More importantly, it attempts to encourage the “mouthfeel” of ATTI:

Less power, more skill — player characters in ATTI are closer to the human baseline. But what is a hero, but a normal person with art, luck, and allies? Being prepared and having friends will take you further than an ability score increase or a “+4 to initiative”-style feat ever could.
Magic is natural — it is part of the human baseline. There is no distinction between the mystical and material, in ATTI. Magic is art is skill. A wok made with sufficient skill comes alive. A dancer, with enough flair, bends reality. (This facet is further explored in our 5E Character Classes.)
War is art — in real-world silat practice, a sarong can be as deadly as a spear. In ATTI, all weapons do d8 damage. But that’s just abstracted damage. A sarong is not the same as a spear. You can bar a door with a spear; you can smother with a sarong.
Skills matter — they are more than just bonuses to checks. A skill provides a player-character with useful gear (books of religious lore); a history (which monastery did you belong to?); kinship with fellow practitioners and factions (you get along with monks, but a rival order may hunt you).
Gear matters — light, food and drink are essential. Armour is heavy in ATTI’s heat and humidity. Do you have the proper tools and medicines on you? You only have so many shoulders; you’ll need help carting around all your stuff. How will you pay your porters? How will you manage your caravan?
Trade, not currency — there is no easy gp standard in ATTI. Value is attached to trade: to knowing what goods other communities might want. Convince buyers why they need the stuff you have, and why they should pay a high price. Find out what the local currency is!
People matter — ATTI is an interconnected world. Every action (or inaction) has political / economic / ethical ripples. As player-characters advance, they must reckon with the ways their presence affects surrounding communities. (And, in ATTI, most things count as “people”.)
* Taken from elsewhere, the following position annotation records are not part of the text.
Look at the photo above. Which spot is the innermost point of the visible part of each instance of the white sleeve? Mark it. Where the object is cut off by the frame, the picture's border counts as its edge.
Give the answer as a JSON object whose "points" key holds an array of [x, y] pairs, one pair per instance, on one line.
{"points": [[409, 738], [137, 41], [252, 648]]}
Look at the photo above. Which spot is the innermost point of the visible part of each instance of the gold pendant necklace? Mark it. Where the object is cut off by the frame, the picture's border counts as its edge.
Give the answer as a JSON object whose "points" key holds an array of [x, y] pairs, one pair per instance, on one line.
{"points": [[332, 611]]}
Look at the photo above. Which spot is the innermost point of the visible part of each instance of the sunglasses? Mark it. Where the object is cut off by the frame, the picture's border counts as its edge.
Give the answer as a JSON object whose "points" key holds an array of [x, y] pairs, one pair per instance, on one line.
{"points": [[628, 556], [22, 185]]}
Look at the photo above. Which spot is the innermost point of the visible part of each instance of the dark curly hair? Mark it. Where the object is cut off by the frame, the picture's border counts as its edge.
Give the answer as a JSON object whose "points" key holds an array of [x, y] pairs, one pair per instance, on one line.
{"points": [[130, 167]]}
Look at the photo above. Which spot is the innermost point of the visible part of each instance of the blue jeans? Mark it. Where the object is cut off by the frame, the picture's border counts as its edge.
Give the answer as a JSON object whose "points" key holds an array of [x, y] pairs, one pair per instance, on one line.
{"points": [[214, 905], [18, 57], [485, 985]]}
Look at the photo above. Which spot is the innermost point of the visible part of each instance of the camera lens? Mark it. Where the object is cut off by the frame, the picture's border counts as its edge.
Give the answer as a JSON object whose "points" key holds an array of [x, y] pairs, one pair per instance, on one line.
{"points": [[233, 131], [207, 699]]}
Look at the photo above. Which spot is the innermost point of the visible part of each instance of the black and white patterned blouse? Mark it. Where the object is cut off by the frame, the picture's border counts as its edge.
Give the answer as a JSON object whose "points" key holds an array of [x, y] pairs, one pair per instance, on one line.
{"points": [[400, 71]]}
A lot of the above is basically tweaking 5E towards the old-school style of RPG play: open-ended rules and mechanics; emphasis on the materiality of the imagined space; high trust between players. What can I say? I’m an OSR person, at heart.

These house rules are player-facing — they primarily deal with stuff that directly affects player-characters. How we might handle NPCs in ATTI (ie: reaction tables, guidelines for stats and skills, etc) is something we are still figuring out, and will probably come in a separate PDF.